My notes on Google Research's new paper describing "pipe syntax", their alternative syntax for SQL queries which they've been rolling out internally since February simonwillison.net/2024/Aug/24/

20 comments
Simon Willison

Google Research published the paper as a two-column PDF with no HTML equivalent, so as an experiment I uploaded that PDF to Google AI Studio and told gemini-1.5-pro-exp-0801 "Convert this document to neatly styled semantic HTML" - it did pretty well! static.simonwillison.net/stati

Simon Willison

... possibly too well, six hours after I published that it was already the third search result on Google for the title of the paper!

Since I hadn't reviewed the conversion for correctness I've now added a meta tag to de-index it from the search engine

aos_

@simon I’ve recently started digging into Elixir and the library used for database abstraction called Ecto has this as a feature. It’s really nice: hexdocs.pm/ecto/Ecto.Query.htm

Leon Bambrick

@simon interesting!

I noticed that (on iOS Safari) I couldn’t use “dark night” plugin to turn it into dark mode. (Thought I could use reader mode to darken it).

Any idea if this is something you’ve explicitly blocked via a meta tag?

(My main reason for wanting to view the original as html was to aid legibility, particularly by having it in darkmode. My eyes are flaring up with photophobia and it’s literally agonising to read black on white at the moment.)

Leon Bambrick

@simon

“REFERENCES

(A long list of references, which I won't reproduce here to save space.)”

I know it’s mean to laugh at the poor AI that is doing the best it can… but there’s always space in html. 🙂

(Thank you for this conversion btw.)

Adriano

@simon Saw this pass by, and the combo
"It did pretty well!
[...]
Since I hadn't checked the conversion for correctness..."

is kinda the thing us LLM detractors like to latch on.

Simon Willison

@adriano sure, that’s why I specifically called it out - they’re not wrong about that kind of thing

Simon Willison

@adriano but if they chose not to consider how much time this would save in terms of doing the work to produce a verified, 100% correct HTML version of that PDF that’s on them at this point

Neil Kandalgaonkar

@simon Huh, I had wondered about exactly this as a service, but hadn’t made the connection with AI

Panning and scanning on mobile is terrible.

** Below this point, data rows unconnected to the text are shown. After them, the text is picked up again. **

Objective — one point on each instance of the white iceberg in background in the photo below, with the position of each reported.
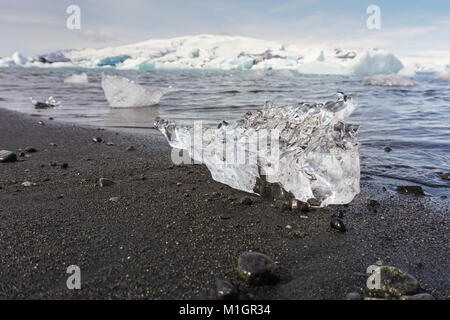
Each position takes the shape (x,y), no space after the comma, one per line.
(388,80)
(443,75)
(19,59)
(77,78)
(222,52)
(312,155)
(377,63)
(124,93)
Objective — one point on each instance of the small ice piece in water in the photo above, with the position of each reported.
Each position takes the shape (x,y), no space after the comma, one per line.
(302,152)
(388,80)
(443,75)
(50,103)
(122,93)
(77,78)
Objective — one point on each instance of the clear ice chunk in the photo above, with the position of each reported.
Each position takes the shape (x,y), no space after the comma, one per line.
(77,78)
(124,93)
(50,103)
(303,152)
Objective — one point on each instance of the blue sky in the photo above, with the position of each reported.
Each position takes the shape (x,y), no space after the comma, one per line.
(40,26)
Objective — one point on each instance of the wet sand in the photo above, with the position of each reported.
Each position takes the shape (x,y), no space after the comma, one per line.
(173,231)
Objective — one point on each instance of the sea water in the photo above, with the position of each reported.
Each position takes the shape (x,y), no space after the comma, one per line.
(413,121)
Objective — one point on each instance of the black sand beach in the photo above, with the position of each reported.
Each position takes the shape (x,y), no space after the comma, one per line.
(172,231)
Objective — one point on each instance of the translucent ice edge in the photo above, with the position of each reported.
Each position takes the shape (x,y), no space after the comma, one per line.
(302,152)
(124,93)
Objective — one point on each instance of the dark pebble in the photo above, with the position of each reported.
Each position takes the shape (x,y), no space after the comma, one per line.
(257,269)
(373,204)
(354,296)
(282,205)
(7,156)
(30,149)
(105,182)
(225,290)
(246,201)
(338,224)
(411,190)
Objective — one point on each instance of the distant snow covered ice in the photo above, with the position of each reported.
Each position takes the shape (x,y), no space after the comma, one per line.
(388,80)
(223,53)
(124,93)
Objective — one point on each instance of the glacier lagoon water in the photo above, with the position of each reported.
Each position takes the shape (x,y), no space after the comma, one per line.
(413,121)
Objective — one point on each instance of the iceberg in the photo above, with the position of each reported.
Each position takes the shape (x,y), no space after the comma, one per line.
(377,63)
(77,78)
(122,93)
(443,75)
(221,52)
(302,152)
(19,59)
(50,103)
(388,80)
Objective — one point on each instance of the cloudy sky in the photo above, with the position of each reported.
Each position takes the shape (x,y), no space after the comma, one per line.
(34,27)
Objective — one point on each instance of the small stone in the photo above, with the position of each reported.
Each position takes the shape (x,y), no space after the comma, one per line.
(257,269)
(225,290)
(419,296)
(105,182)
(338,224)
(245,201)
(373,204)
(395,283)
(30,149)
(7,156)
(299,205)
(282,205)
(314,202)
(354,296)
(411,190)
(445,176)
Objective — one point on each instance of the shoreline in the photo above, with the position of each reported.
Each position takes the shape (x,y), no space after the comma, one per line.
(160,239)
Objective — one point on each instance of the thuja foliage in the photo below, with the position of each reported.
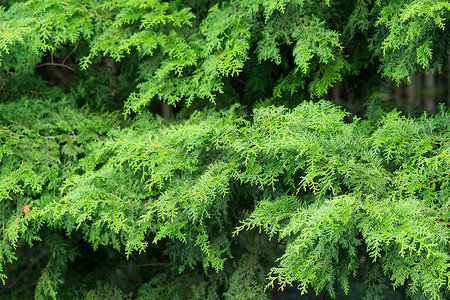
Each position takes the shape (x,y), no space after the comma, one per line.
(102,199)
(333,198)
(183,50)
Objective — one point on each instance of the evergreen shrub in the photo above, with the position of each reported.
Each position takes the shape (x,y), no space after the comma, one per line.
(255,185)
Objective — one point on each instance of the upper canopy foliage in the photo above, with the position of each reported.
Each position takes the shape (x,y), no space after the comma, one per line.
(219,203)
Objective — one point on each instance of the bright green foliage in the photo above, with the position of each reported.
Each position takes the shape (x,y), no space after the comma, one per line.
(336,194)
(300,45)
(227,202)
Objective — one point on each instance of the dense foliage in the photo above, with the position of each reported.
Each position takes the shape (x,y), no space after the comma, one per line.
(228,201)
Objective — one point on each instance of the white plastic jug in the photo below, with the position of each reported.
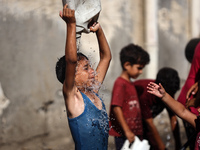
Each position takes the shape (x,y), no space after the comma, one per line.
(85,11)
(137,145)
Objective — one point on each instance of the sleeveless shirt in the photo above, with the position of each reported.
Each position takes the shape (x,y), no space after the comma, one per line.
(90,129)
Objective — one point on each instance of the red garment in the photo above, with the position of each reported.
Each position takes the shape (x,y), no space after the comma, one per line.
(193,76)
(197,141)
(125,96)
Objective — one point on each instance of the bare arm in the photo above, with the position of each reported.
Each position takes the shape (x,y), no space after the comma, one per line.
(69,89)
(105,54)
(120,118)
(174,105)
(154,133)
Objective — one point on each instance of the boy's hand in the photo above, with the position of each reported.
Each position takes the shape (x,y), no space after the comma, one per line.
(130,136)
(190,103)
(156,90)
(68,15)
(96,26)
(192,91)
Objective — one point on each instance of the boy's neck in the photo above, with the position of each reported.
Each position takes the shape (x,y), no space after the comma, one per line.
(125,76)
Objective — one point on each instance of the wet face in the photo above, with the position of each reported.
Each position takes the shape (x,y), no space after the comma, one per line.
(85,75)
(135,70)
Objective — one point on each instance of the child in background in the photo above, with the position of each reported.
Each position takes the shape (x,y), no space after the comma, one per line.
(87,117)
(125,114)
(151,106)
(192,54)
(177,108)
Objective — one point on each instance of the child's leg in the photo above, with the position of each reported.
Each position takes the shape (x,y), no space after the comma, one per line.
(119,141)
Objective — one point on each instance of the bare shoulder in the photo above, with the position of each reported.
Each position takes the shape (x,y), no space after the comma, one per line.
(74,102)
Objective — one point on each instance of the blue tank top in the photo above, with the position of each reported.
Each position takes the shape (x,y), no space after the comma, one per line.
(90,129)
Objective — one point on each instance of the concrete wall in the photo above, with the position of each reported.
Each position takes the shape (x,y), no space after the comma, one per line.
(32,38)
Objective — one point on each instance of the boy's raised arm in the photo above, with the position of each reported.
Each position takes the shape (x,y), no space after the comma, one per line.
(104,50)
(68,16)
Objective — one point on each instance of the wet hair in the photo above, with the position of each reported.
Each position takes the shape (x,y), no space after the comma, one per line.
(169,79)
(61,66)
(133,54)
(190,48)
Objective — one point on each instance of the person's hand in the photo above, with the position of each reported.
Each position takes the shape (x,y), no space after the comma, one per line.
(130,136)
(68,15)
(156,90)
(190,103)
(94,27)
(192,91)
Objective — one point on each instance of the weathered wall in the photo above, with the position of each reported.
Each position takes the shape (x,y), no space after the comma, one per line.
(32,38)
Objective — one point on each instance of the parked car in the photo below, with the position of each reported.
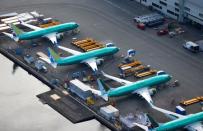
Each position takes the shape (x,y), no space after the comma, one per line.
(40,66)
(162,32)
(193,47)
(28,59)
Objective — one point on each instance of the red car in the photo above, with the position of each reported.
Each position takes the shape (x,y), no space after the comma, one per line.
(162,32)
(141,26)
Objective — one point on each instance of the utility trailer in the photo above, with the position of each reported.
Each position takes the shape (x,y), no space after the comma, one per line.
(87,44)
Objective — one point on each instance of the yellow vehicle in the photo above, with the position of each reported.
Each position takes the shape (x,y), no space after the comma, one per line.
(144,74)
(81,41)
(192,101)
(101,46)
(49,24)
(91,46)
(87,44)
(134,63)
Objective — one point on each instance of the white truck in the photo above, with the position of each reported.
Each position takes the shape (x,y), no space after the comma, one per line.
(193,47)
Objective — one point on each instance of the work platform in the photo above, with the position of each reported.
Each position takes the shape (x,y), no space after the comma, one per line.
(63,103)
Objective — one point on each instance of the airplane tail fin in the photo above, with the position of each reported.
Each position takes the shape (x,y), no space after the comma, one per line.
(152,127)
(142,126)
(103,88)
(16,30)
(53,56)
(154,123)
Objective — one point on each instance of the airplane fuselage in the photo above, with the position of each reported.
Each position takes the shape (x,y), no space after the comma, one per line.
(149,82)
(180,123)
(87,55)
(42,32)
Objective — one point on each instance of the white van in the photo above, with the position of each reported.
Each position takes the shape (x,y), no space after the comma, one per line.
(191,46)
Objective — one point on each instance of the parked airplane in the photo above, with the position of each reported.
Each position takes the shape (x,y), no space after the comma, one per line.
(190,122)
(90,58)
(139,87)
(51,33)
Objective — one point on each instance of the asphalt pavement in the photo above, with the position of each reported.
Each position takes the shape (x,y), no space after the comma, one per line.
(111,20)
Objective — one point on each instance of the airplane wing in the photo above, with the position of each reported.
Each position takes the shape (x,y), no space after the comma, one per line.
(124,82)
(170,114)
(30,26)
(144,92)
(92,63)
(195,127)
(52,37)
(74,52)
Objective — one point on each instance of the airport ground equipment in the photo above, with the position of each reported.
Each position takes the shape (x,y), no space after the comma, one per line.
(87,44)
(150,20)
(128,70)
(109,112)
(146,73)
(51,23)
(192,101)
(191,122)
(80,89)
(132,64)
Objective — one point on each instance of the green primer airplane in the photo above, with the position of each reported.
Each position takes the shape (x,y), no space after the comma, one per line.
(190,122)
(140,87)
(91,58)
(51,33)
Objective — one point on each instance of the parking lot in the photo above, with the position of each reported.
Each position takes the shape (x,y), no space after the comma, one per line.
(111,20)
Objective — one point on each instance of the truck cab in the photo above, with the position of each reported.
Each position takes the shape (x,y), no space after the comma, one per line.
(193,47)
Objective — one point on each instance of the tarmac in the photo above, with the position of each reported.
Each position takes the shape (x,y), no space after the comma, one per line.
(111,21)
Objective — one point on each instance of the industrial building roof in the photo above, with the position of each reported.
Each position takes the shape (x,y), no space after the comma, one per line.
(198,3)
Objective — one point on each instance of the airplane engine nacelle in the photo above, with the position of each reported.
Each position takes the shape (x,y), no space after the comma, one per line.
(99,61)
(161,73)
(59,35)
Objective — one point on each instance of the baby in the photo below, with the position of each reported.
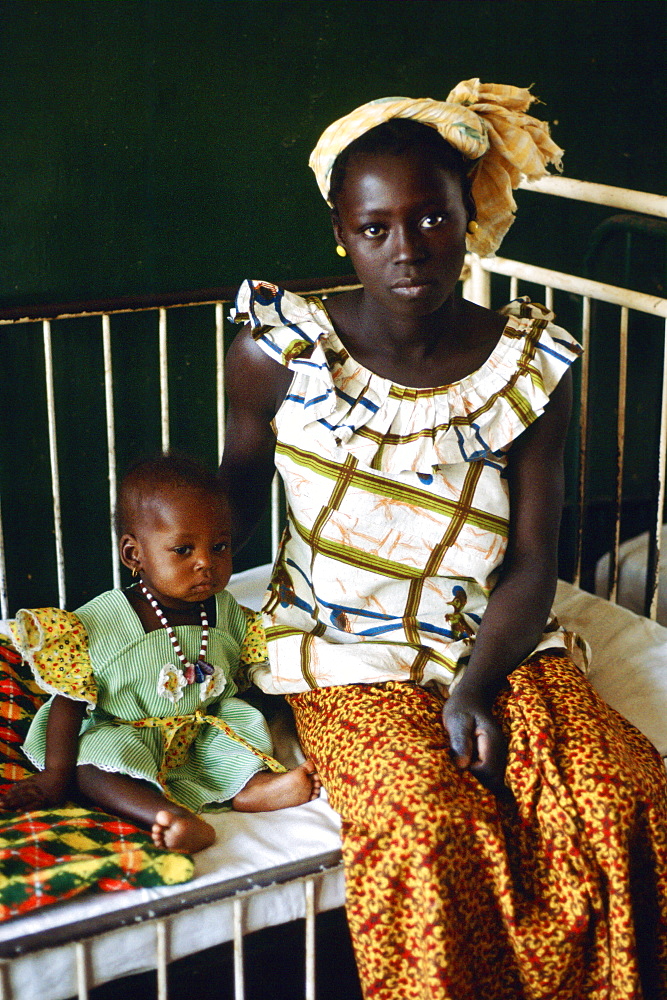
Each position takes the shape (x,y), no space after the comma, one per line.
(143,720)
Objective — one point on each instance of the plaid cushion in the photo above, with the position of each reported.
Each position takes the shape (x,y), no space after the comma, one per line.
(54,854)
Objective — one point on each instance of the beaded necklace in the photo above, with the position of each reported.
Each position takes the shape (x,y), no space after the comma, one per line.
(194,672)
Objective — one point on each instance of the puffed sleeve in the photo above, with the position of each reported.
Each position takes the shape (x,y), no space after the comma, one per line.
(55,644)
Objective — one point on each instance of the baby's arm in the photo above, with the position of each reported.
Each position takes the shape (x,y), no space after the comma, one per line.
(50,786)
(519,606)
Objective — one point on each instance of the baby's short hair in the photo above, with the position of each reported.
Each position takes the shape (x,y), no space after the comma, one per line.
(149,477)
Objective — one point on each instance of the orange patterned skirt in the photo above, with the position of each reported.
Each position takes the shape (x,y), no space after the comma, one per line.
(454,895)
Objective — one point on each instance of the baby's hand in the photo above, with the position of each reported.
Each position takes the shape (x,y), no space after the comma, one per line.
(45,789)
(477,741)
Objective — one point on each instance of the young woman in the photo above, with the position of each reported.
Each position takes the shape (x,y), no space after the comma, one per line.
(504,832)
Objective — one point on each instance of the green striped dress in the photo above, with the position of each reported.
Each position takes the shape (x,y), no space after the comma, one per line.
(200,748)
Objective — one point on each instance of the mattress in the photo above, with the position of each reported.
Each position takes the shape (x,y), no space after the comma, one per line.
(632,560)
(629,669)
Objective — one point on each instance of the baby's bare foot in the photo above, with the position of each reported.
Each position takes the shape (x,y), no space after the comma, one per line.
(181,832)
(267,791)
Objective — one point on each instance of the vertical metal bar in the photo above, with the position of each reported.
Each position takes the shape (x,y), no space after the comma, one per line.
(653,569)
(480,282)
(5,982)
(53,455)
(239,984)
(4,602)
(111,443)
(583,435)
(220,375)
(620,450)
(161,955)
(310,939)
(164,381)
(275,517)
(81,970)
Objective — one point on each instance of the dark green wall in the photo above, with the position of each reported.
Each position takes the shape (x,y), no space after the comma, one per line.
(162,145)
(157,145)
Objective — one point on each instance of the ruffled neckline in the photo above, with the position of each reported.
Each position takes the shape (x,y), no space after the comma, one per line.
(393,427)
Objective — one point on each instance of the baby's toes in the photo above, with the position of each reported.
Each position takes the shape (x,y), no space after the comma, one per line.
(157,835)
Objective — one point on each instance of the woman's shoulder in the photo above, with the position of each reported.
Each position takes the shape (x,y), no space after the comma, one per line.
(285,326)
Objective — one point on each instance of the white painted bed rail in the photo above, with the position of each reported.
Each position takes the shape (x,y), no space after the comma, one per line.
(477,287)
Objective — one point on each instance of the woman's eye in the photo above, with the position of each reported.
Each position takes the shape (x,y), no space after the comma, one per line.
(372,232)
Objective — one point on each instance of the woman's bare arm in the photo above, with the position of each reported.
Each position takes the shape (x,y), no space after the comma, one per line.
(519,606)
(256,387)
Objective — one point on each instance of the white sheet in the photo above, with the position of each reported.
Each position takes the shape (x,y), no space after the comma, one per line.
(632,559)
(629,670)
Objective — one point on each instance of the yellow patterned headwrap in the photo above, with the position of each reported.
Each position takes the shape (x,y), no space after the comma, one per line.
(486,122)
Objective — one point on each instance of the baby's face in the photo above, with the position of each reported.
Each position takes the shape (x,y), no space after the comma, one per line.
(184,547)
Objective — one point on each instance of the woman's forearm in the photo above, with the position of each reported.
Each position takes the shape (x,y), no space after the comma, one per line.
(512,626)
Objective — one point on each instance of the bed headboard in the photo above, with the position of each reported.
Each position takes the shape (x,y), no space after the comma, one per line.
(131,376)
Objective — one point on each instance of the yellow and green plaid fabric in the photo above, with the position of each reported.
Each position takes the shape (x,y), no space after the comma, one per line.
(54,854)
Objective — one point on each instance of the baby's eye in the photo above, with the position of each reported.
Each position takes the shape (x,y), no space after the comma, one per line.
(372,232)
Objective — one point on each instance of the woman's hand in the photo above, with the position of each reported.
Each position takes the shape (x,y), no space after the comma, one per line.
(477,741)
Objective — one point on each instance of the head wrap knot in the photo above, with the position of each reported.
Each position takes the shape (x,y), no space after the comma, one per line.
(486,122)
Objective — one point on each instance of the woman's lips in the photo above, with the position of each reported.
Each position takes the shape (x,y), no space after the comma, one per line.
(412,288)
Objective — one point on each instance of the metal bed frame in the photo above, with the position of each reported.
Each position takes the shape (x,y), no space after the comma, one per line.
(477,286)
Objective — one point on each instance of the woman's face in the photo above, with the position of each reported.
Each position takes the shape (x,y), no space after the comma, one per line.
(402,220)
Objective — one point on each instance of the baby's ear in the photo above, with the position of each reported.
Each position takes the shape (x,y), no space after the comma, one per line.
(129,549)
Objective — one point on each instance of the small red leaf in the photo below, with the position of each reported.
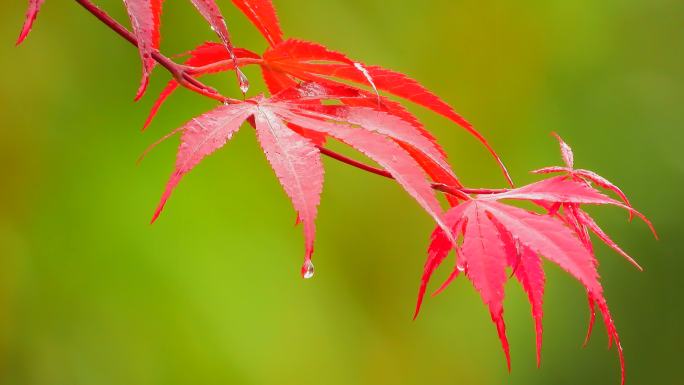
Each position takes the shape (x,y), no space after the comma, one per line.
(201,137)
(211,12)
(561,189)
(588,221)
(313,62)
(31,14)
(566,152)
(297,164)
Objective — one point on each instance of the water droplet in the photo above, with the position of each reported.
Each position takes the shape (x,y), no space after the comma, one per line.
(308,270)
(244,82)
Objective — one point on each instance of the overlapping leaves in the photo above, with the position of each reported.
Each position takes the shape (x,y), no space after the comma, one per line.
(380,136)
(320,94)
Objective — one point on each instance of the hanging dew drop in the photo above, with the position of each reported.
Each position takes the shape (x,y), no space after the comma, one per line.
(308,270)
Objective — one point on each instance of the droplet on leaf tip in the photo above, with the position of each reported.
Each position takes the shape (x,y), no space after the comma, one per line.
(308,270)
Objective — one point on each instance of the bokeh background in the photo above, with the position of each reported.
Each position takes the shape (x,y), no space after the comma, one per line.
(90,293)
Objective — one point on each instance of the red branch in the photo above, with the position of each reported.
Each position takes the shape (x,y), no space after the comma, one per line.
(183,74)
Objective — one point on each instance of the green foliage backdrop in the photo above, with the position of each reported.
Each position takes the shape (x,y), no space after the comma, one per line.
(90,293)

And I am just a casual scientific paper reader

Owen Nelson

@simon we called this "pipe forward" in fluxlang docs.influxdata.com/flux/v0/ge

I forget the history to it, but I think it was borrowed from some other lang. Elixir maybe?

Drew Breunig

@simon This is like the 4th SQL alternative? At DuckCon last year, I swear half the presenters where flogging their own separate fix. Just bonkers.

Tim Schilling

@simon wait, it doesn't explicitly list the selected fields?

Simon Willison

@CodenameTim in that example I guess not? Maybe the fields are implied by the AGGREGATE clause

Pope Bob

@simon I don't immediately see the benefit of this, and I can only imagine this is a step in the EEE (Embrace, Extend, Extinguish) direction.

Sevoris

@simon Interesting with the whole Pipe syntax thing. I‘ve come to enjoy the power of relational operators for data modelling, but this is the reason I prefer things like PySpark or DuckDBs relational API - you can use builder patterns to do the same thing that happens here. (And it‘s not like this breaks the underlying operations tree. It‘ll be optimized anyway.)

Brian Reiter

@simon this looks a lot like Microsoft’s LINQ declarative query syntax.

lostprototype

@simon - This will be some hilarious prank on DBAs who have spent the last 2 decades irrationally railing against ORMs - Entity Framework in particular.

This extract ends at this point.